La tendreté diffère d’une viande à l’autre et d’un morceau à l’autre. La viande est faite de muscles et certains sont plus sollicités, ce qui modifie leur structure et leurs caracté- ristiques. Quel que soit l’animal, c’est le filet qui est le plus tendre mais il n’est pas des plus goûteux. Curiosité de l’évolution, il semble qu’à l’origine le filet soit un muscle alaire mais comme ni les vaches, ni les cochons ni les veaux n’ont la faculté de voler, on parle d’un muscle statique qui joue le rôle d’amortisseur entre les vertèbres lombaires de l’animal et l’appareil digestif.
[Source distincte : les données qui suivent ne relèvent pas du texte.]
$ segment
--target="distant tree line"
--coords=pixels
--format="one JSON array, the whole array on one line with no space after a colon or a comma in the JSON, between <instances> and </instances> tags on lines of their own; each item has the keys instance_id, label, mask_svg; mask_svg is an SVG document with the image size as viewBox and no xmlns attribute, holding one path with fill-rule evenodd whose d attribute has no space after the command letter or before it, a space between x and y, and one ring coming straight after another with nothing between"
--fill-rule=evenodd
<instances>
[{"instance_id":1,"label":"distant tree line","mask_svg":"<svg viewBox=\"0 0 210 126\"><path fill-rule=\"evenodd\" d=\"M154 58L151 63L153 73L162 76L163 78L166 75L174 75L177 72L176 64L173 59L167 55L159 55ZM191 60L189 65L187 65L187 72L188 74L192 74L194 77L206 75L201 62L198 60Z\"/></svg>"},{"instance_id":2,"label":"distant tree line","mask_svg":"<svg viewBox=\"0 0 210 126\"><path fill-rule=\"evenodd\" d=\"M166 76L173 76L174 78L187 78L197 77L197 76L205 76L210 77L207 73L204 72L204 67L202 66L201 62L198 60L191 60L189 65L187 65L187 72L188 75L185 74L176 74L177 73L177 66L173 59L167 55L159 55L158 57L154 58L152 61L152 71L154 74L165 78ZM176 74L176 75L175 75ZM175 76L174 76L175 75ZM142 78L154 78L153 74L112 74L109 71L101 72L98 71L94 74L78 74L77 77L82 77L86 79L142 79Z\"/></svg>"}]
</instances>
Les muscles des fessiers et des épaules sont bien plus sollicités et plus savoureux. Il existe un lien de corrélation évident entre l’intensité du travail musculaire fourni et le goût. Un connaisseur portera donc son choix sur de l’onglet ou de la joue plutôt que sur le filet car ils sont extrêmement sollicités. Depuis des siècles les amoureux de la viande rivalisent d’ingéniosité pour découvrir le mariage parfait entre tendreté et saveur. Nos grand-mères font mariner les morceaux de tranche grasse dans un mélange de lait et de yaourt ou encore dans de la bière. La force peut être employée pour briser les fibres, en utilisant une feuille de boucher pour aplatir une tranche en escalope, par exemple. Les cuissons longues brisent également les fibres musculaires et améliorent la tendreté de la viande. Chaque boucher, et vrai gastronome, sait que le sens de la découpe et l’épaisseur sont prépondérants et que le fait d’emballer un morceau de bœuf dans une tranche de gras favorise sa tendreté. Mais d’autres techniques existent de par le monde. En Amérique du Sud, depuis des millénaires, la papaïne est employée en cuisine. Cette enzyme, présente dans la papaye et l’ananas, possède la propriété de fragmenter les protéines et donc d’attendrir la viande. Elle est également utilisée dans des marinades. Impossible d’oublier cette technique très prisée aux États-Unis qu’est le dry aged ou rassissement de la viande. La viande est maturée sous surveillance constante jusqu’à ce que la graisse se diffuse dans les plus petites fibres et procure à la viande une saveur inimitable. Reste encore le massage de la viande effectué aujourd’hui dans une machine de haute technologie qui fonctionne sous vide d’air, le vacuum tumbler ou baratte sous vide comme on l’appelle au Canada.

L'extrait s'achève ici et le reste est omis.